La formule qui a marqué l’opinion résume la situation avec force : « Nous avons subi en pleine nuit des bruits stridents de dérapages de voitures ». Une déclaration qui suggère l’utilisation de véhicules pour des scènes spectaculaires, sans encadrement perçu comme suffisant.
Des dégradations matérielles pointées du doigt
Au-delà des nuisances sonores, les riverains dénoncent des dégradations physiques du site. Des traces de freinage visibles sur la dalle de la cité auraient été constatées après le tournage. Des éléments de décor improvisés, notamment des barils utilisés pour faire du feu, auraient été laissés sur place.
Des photographies ont été prises par le collectif d’habitants afin d’étayer ces accusations. Ces images, selon les auteurs du communiqué, témoigneraient d’un manque de remise en état des lieux à l’issue du tournage.
Dans un quartier classé et symbolique, ces dégradations sont perçues comme une atteinte directe à un patrimoine partagé, mais aussi à l’image du site.
Une coupure d’électricité qui cristallise la colère
L’un des points les plus sensibles soulevés par les habitants concerne une coupure d’électricité survenue pendant plusieurs heures.

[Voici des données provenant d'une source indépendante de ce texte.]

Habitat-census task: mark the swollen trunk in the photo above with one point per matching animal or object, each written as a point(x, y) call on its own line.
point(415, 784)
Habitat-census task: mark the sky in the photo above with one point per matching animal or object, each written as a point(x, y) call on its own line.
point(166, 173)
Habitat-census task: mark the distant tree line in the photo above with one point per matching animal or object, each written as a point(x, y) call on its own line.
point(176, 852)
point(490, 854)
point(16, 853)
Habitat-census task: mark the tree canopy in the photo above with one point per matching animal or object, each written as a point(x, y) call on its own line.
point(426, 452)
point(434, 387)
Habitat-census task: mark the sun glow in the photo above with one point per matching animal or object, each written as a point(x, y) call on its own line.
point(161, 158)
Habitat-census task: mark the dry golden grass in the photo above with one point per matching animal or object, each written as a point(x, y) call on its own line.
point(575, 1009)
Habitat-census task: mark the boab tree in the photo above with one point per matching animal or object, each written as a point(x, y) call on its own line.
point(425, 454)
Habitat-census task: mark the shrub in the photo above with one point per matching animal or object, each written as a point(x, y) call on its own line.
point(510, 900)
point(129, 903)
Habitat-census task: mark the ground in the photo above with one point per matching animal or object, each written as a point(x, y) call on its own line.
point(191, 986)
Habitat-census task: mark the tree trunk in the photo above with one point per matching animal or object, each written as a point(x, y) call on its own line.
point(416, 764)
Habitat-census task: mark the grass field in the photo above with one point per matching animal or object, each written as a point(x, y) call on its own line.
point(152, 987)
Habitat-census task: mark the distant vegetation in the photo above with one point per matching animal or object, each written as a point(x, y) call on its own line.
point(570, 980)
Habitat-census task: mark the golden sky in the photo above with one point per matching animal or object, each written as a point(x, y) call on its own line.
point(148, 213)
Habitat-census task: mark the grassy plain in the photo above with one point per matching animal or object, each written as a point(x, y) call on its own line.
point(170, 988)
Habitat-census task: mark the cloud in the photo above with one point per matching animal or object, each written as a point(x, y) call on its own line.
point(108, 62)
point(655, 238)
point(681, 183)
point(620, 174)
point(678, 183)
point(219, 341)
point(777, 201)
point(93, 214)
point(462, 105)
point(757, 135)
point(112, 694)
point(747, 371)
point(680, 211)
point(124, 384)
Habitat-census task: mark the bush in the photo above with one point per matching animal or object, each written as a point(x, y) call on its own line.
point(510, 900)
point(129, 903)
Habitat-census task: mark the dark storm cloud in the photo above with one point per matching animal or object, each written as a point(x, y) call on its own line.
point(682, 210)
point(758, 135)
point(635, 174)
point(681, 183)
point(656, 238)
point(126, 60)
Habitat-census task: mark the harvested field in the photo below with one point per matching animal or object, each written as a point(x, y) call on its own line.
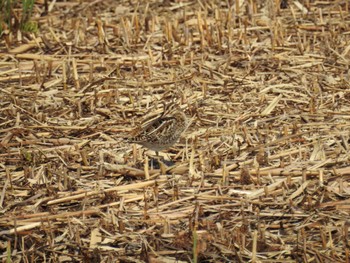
point(261, 175)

Selon le communiqué, cette interruption serait directement liée aux installations techniques nécessaires au tournage.
Si aucune confirmation officielle n’a été apportée sur les causes exactes de la coupure, l’épisode a renforcé le sentiment d’injustice exprimé par les résidents. Être privés d’un service essentiel, en pleine nuit, pour les besoins d’un clip musical, a été vécu comme un dépassement inacceptable.

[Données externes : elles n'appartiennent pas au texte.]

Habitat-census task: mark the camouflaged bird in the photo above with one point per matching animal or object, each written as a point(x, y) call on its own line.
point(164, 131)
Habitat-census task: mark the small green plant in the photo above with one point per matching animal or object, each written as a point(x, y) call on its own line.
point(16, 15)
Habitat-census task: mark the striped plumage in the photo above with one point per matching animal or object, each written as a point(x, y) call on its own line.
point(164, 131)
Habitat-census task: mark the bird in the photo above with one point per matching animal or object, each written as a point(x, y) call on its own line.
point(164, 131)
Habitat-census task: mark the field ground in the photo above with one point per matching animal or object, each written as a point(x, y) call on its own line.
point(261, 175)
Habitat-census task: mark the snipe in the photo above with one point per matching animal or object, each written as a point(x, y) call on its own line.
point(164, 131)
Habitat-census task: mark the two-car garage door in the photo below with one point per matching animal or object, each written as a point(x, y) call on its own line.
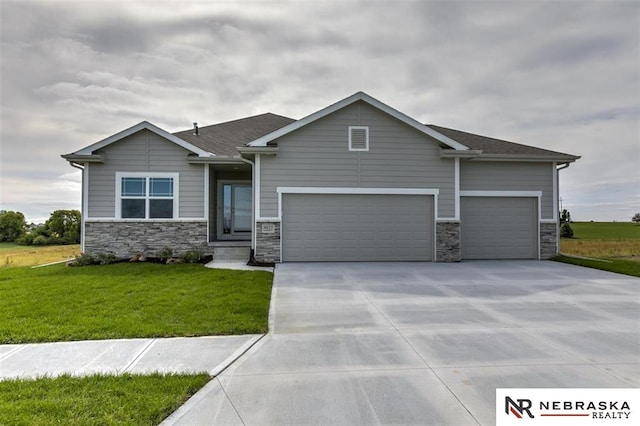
point(357, 227)
point(499, 227)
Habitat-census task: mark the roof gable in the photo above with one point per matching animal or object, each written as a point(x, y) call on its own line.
point(497, 147)
point(224, 138)
point(89, 150)
point(359, 96)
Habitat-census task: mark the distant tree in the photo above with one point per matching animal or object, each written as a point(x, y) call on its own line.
point(565, 216)
point(566, 231)
point(63, 227)
point(12, 225)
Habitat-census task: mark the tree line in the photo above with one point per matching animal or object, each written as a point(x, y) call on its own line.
point(62, 227)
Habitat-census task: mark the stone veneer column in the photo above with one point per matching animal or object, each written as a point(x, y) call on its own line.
point(126, 239)
point(267, 242)
point(548, 240)
point(448, 242)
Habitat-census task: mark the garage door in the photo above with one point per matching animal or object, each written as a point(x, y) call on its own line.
point(348, 227)
point(499, 228)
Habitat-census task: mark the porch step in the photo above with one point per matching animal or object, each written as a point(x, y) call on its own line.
point(226, 254)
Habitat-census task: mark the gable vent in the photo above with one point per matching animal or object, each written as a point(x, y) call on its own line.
point(358, 138)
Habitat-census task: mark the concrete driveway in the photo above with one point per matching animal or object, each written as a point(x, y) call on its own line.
point(425, 343)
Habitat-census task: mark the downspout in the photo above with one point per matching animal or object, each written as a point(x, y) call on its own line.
point(253, 200)
point(82, 200)
point(564, 166)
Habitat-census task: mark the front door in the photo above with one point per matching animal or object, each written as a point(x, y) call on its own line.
point(235, 205)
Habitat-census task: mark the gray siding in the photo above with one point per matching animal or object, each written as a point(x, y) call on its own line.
point(505, 176)
point(318, 155)
point(144, 152)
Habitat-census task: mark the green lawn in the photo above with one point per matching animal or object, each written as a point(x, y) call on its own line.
point(605, 230)
point(621, 266)
point(610, 246)
point(10, 246)
point(59, 303)
point(96, 400)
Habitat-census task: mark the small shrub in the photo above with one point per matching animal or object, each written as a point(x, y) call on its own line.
point(192, 256)
point(84, 260)
point(165, 254)
point(566, 231)
point(106, 258)
point(40, 240)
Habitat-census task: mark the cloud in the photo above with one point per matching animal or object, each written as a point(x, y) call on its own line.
point(560, 75)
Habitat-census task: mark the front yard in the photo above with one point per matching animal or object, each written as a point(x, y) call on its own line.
point(60, 303)
point(96, 400)
point(610, 246)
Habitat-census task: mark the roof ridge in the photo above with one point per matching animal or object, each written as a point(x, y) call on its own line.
point(238, 120)
point(491, 138)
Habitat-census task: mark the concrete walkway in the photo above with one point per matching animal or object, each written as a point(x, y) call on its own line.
point(388, 343)
point(177, 355)
point(419, 343)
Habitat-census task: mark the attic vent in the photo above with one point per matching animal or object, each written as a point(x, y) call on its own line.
point(358, 138)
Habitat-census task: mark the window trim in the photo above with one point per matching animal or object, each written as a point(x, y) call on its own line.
point(147, 197)
point(366, 129)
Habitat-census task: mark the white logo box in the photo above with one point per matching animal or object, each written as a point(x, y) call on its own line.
point(567, 407)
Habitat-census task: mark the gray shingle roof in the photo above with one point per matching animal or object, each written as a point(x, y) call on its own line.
point(495, 146)
point(222, 139)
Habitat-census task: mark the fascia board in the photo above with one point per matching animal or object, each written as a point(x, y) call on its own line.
point(449, 153)
point(257, 150)
point(76, 158)
point(214, 160)
point(515, 157)
point(142, 126)
point(359, 96)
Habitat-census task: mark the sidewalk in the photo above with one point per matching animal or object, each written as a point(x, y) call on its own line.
point(211, 354)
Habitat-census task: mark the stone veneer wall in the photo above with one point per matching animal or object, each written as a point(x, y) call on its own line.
point(448, 242)
point(125, 239)
point(267, 243)
point(548, 240)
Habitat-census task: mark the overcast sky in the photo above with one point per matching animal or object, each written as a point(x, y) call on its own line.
point(562, 75)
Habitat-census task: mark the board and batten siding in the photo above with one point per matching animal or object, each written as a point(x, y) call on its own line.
point(507, 176)
point(317, 155)
point(143, 152)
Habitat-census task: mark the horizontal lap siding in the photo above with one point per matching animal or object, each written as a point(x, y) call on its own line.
point(145, 152)
point(506, 176)
point(318, 155)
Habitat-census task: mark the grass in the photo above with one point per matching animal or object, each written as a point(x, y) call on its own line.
point(96, 400)
point(59, 303)
point(610, 246)
point(15, 255)
point(621, 266)
point(606, 230)
point(603, 240)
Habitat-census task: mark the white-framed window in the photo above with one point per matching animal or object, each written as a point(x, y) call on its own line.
point(358, 138)
point(147, 195)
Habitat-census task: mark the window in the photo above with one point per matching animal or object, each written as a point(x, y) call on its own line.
point(358, 138)
point(147, 197)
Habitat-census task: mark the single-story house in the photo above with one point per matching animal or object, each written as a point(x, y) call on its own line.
point(355, 181)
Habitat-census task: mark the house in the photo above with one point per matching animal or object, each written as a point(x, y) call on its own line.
point(355, 181)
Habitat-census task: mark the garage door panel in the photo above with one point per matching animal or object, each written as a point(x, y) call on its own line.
point(499, 228)
point(347, 227)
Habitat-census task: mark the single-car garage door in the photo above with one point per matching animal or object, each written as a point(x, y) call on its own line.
point(357, 227)
point(499, 227)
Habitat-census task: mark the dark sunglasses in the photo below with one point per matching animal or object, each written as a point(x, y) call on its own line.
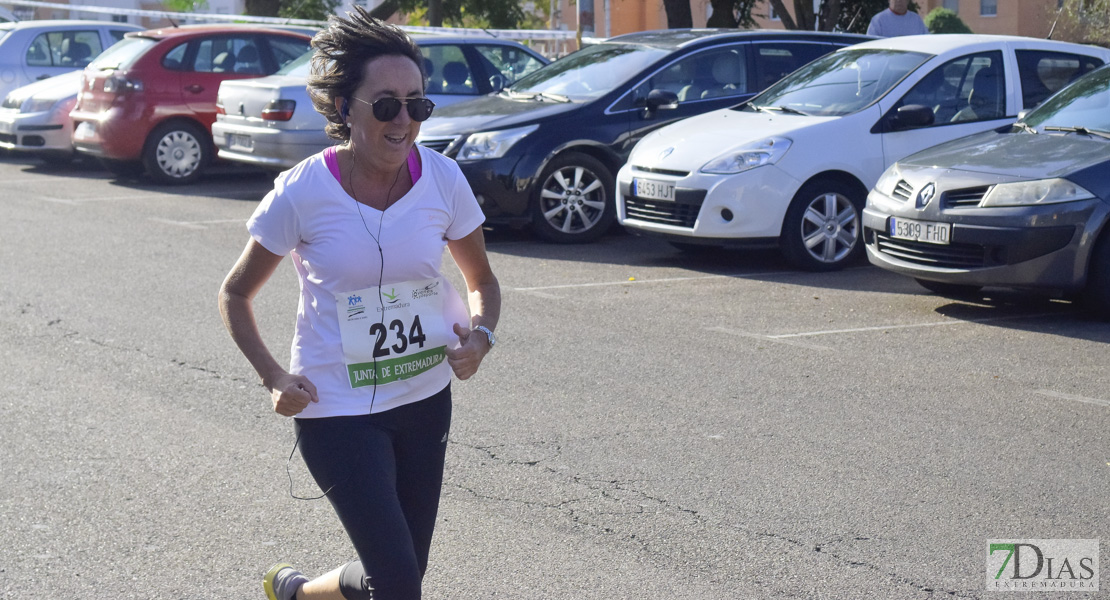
point(387, 109)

Cette situation pose la question de l’anticipation logistique et de la coordination avec les services municipaux et les concessionnaires d’énergie.
La question des autorisations au centre du débat
Le communiqué de la CNL affirme que le tournage se serait déroulé sans les autorisations nécessaires. Un point crucial, car tout tournage dans l’espace public est soumis à un cadre réglementaire strict, encore renforcé dans les sites classés.

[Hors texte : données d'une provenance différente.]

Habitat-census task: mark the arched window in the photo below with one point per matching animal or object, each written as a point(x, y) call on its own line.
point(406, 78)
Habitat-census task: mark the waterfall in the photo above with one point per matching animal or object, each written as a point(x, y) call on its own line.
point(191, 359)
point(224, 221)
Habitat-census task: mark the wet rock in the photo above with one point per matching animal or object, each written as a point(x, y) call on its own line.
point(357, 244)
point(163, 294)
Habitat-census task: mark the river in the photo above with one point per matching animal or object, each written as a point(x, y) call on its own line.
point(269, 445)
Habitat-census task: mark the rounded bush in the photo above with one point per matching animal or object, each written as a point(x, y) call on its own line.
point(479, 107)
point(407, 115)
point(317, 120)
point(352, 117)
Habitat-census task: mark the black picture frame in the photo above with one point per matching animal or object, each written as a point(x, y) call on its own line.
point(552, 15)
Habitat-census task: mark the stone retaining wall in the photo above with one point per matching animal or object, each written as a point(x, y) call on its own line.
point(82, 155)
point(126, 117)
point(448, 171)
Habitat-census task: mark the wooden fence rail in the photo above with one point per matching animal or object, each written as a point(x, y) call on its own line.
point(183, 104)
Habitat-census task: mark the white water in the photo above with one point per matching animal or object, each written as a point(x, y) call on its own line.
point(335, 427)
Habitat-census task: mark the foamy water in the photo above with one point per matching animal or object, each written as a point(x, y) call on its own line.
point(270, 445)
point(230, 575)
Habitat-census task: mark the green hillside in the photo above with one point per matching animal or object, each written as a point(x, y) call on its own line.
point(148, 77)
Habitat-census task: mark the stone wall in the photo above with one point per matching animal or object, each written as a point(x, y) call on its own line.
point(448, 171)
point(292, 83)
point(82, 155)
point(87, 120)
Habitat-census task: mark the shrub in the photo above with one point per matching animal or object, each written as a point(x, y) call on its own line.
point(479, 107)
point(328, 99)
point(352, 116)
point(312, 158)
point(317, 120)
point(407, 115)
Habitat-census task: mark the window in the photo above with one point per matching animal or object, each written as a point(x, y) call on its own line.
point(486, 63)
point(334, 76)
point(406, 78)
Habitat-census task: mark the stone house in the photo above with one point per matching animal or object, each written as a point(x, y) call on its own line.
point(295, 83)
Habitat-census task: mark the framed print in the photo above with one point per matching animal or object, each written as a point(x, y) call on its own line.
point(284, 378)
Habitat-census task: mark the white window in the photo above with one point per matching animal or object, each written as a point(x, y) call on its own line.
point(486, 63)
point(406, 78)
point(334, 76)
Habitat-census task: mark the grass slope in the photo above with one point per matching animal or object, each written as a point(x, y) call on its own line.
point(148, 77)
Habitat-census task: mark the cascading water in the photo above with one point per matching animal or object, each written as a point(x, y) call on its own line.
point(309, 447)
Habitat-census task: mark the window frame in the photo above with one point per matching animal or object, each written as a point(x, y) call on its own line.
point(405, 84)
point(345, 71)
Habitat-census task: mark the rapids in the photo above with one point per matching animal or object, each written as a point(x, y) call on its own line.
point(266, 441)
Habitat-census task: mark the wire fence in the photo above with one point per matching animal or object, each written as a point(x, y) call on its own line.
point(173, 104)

En l’absence d’autorisations officielles, les responsabilités se multiplient : production, prestataires techniques, intermédiaires locaux. À ce stade, aucune communication publique détaillée n’a permis de clarifier les démarches administratives entreprises en amont.
Ce flou nourrit la défiance et alimente l’idée, exprimée explicitement par les habitants, que la notoriété de l’artiste aurait primé sur le respect des règles communes.
Une demande claire, respect et considération
Pour eux, il ne s’agit pas de s’opposer aux tournages ou à la création artistique, mais d’exiger une cohabitation équilibrée, fondée sur la transparence, la concertation et le respect des engagements.
Cette revendication fait écho à d’autres tensions observées dans plusieurs grandes villes, où les quartiers populaires servent de décors attractifs sans toujours bénéficier de retombées positives ou de considération suffisante.
Silence de l’artiste et enjeux d’image
À ce jour, Gims n’a pas publiquement réagi à la polémique. Ce silence, fréquent dans ce type de situation, laisse la gestion du dossier à ses équipes ou à la production concernée.
Sur le plan de l’image, l’enjeu reste toutefois réel. À l’ère des réseaux sociaux et de l’information en continu, ce type d’incident peut rapidement écorner la perception d’un artiste, notamment lorsqu’il touche à des questions de respect et de cadre de vie.
Pour un artiste aussi exposé que Gims, chaque production visuelle engage désormais une responsabilité qui dépasse la seule création artistique.
Un cas révélateur de tensions structurelles
Au-delà du cas individuel, l’épisode de la cité Pablo-Picasso illustre une problématique plus large : celle de l’équilibre entre attractivité culturelle, liberté de création et respect des habitants.
Les collectivités locales, souvent désireuses d’accueillir des tournages pour leur visibilité et leurs retombées économiques, doivent composer avec des populations résidentes de plus en plus attentives à leurs droits.
Ce dossier rappelle enfin que la réussite artistique, aussi éclatante soit-elle, ne dispense jamais du respect des cadres réglementaires et humains.